Levine, 32, has recently been making “person-on-the-street” videos. He has been interviewing New Yorkers about their knowledge of Judaism, and has been fascinated to see how little some New Yorkers know about the Jewish community. Some identify as Jewish political figures who definitely are not: Donald Trump, Vladimir Putin, Abraham Lincoln.  Others sincerely debated if Jewish people could or did play basketball in an episode that Levine filmed outside Yeshiva University, whose men’s basketball team is a Division III powerhouse. (Although, to be fair, basketball hasn’t been a Jewish game since the 1950s.) 

All of their time spent making content on the internet has helped the two realize how necessary it is to celebrate and draw attention to Jewish culture and comedy, even in New York City, which has the largest concentration of Jews in the world outside of Israel.

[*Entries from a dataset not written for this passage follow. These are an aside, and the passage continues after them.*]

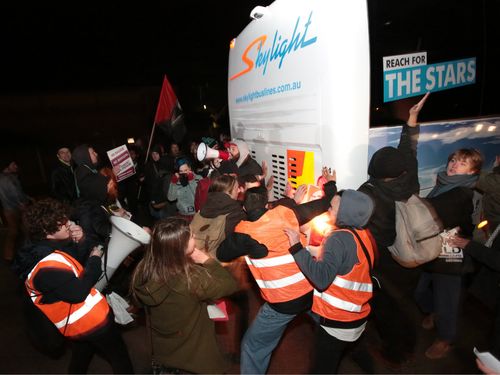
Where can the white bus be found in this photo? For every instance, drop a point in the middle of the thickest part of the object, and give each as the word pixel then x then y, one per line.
pixel 326 82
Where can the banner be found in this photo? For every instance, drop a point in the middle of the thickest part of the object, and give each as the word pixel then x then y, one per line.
pixel 120 157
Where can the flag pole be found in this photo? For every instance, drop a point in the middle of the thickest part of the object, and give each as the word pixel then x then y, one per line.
pixel 149 145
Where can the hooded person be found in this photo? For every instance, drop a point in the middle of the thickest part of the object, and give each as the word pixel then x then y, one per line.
pixel 88 180
pixel 62 178
pixel 393 177
pixel 241 156
pixel 286 291
pixel 341 277
pixel 90 209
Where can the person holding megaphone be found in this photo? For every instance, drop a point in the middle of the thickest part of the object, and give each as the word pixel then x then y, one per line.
pixel 62 287
pixel 182 188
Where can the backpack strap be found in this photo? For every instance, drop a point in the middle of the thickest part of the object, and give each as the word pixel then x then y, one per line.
pixel 367 255
pixel 363 247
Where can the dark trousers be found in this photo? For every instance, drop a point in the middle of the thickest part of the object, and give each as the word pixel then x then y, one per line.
pixel 394 326
pixel 329 352
pixel 440 294
pixel 109 344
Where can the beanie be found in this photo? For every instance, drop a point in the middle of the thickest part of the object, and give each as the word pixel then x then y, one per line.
pixel 388 162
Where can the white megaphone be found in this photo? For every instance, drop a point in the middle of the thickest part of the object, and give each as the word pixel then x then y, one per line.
pixel 126 236
pixel 204 152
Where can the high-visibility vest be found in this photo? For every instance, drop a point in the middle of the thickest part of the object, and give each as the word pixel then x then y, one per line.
pixel 346 299
pixel 72 319
pixel 277 275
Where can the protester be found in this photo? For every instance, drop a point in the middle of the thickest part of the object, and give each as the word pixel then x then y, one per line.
pixel 183 188
pixel 240 154
pixel 439 288
pixel 62 178
pixel 63 289
pixel 158 173
pixel 176 281
pixel 393 177
pixel 341 276
pixel 261 238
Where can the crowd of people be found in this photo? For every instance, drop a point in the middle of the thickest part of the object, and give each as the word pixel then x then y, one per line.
pixel 215 233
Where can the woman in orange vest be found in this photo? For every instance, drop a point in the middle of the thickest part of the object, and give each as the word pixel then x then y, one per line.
pixel 284 288
pixel 341 276
pixel 63 289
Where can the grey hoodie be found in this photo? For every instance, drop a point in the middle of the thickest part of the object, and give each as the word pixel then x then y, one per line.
pixel 339 249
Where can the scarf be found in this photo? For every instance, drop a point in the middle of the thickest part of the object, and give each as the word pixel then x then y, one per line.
pixel 445 183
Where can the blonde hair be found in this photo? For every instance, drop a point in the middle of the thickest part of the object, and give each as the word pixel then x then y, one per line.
pixel 472 154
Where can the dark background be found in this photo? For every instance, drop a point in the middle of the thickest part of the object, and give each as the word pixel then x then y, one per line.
pixel 79 72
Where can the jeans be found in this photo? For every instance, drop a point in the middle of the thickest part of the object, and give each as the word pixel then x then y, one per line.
pixel 109 344
pixel 261 338
pixel 440 294
pixel 329 352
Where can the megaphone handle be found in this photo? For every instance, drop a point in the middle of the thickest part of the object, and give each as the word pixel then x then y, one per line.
pixel 105 260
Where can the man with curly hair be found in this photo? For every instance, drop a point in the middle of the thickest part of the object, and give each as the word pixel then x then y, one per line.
pixel 60 287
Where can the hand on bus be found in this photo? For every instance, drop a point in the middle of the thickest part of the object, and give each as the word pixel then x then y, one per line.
pixel 415 110
pixel 328 174
pixel 300 193
pixel 289 190
pixel 456 241
pixel 293 236
pixel 198 256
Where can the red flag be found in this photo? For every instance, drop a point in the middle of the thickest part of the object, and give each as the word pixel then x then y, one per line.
pixel 166 104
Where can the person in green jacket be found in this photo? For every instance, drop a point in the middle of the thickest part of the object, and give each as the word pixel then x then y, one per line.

“Shows like this can bridge that gap and show that we’re more than stereotypes. If we’re exposing people to what regular Jews are like, I assume it will go a long way,” Levine said. 

Neither comedian, whose careers are largely cultivated on the same social media sites where hate speech can run rampant, feels that they have received excessively hateful or antisemitic comments. More often they see ignorant, uneducated or simply unaware takes. For example, some commenters conflate the comedian’s Jewishness with their presumed opinions on Israel. 

“Smokin’ Hot Jews” will have its first show this Thursday at The Stand, a comedy club near Union Square. Piskin and Levine hope to make “Smokin’ Hot Jews” a monthly staple in the city, having already sold out their first show and booked the second for April 27, also at The Stand. 

“It’s been really cool producing this show. We know so many funny Jewish comedians, and there’s always an instant connection between us, even though we have completely different Jewish backgrounds and individual stories about being Jewish,” Piskin said. “It’s just fun to all be in one place, and to be allowed to celebrate it.”